Friday, March 30, 2007

The Heights We Go To



Photo credit-Bob Reck

In a story out of North Carolina that will sound familiar to all who have lived in suburban America, a local homeowner's association has forbidden an owner to put up a 6 foot fence (which is prohibited under their covenant).

What's unusual (probably not to most reading this list, but in general) is that the reason the homeowners wanted to put up a higher than allowed fence was to keep their young autistic son from eloping from their yard.

This is one of those common problems that we often have to face. In our family, we decided to put dead bolt locks on all of our outside doors (as well as our mudroom door) in order to keep Buddy Boy from eloping when he was younger. This is against our local building code, and if the city catches us, we'll likely be forced to remove them (our local code says that there must be a latch on the inside that can release the lock). While we appreciate that we put ourselves at slightly increased risk of not being able to get out of the house if there is a fire, for us the overwhelming problem was of having our son run out of the house, which unfortunately sits on a relatively busy street. We compensate for the fire scenario by having keys placed up high near the doors.

In the incident in the article:

...Michele and Rene Guyader hoped to build a 6-foot fence to keep their fast-growing boy from falling into a sewage drain hole at the back of their steeply sloping lot. The homeowners association of their Clayton subdivision turned them down. ...

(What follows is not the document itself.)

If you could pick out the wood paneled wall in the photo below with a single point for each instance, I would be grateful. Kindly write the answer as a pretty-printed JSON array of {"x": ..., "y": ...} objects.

One would think that your neighbors would execute some common sense and sensibility, but unfortunately this is usually in short supply in these local situations. Some of the biggest tyrants are to be found in positions of power in these local homeowners associations.

The homeowners association was asked by a reporter to respond:

Bailey, the architectural review committee member in the Guyaders' neighborhood, said he was not fully aware of the son's condition until contacted by a reporter. He would consider a 4-foot-tall fence, topped with a see-through lattice.

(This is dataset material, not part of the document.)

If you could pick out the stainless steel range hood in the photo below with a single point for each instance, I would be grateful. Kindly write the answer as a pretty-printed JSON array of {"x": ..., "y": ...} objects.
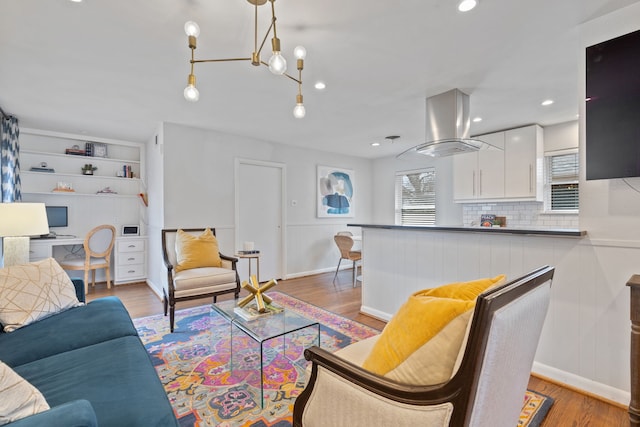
[{"x": 448, "y": 123}]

The Guyaders aren't sure yet that will work. They argue an exception to the covenant is warranted because they didn't know of their son's condition before moving into Cobblestone subdivision about a year ago.

I know Buddy Boy would make short work of a "see through lattice" if he really wanted to get over a fence.

"A man's home is his castle" is the old saying. Nowadays, that holds true only if the government doesn't have a tax lien on the house, you've complied with all local building codes, and the increasingly ominous homeowners covenants, which can dictate all sorts of things which you can and can't do to your house, including what color you can paint it. I've never lived in a place where I had to sign one of these things, and I hope to never have to.

I also hope that there will come a time when common sense prevails, and people can make common sense modifications to their own house when they need to for the safety of one of the occoupants.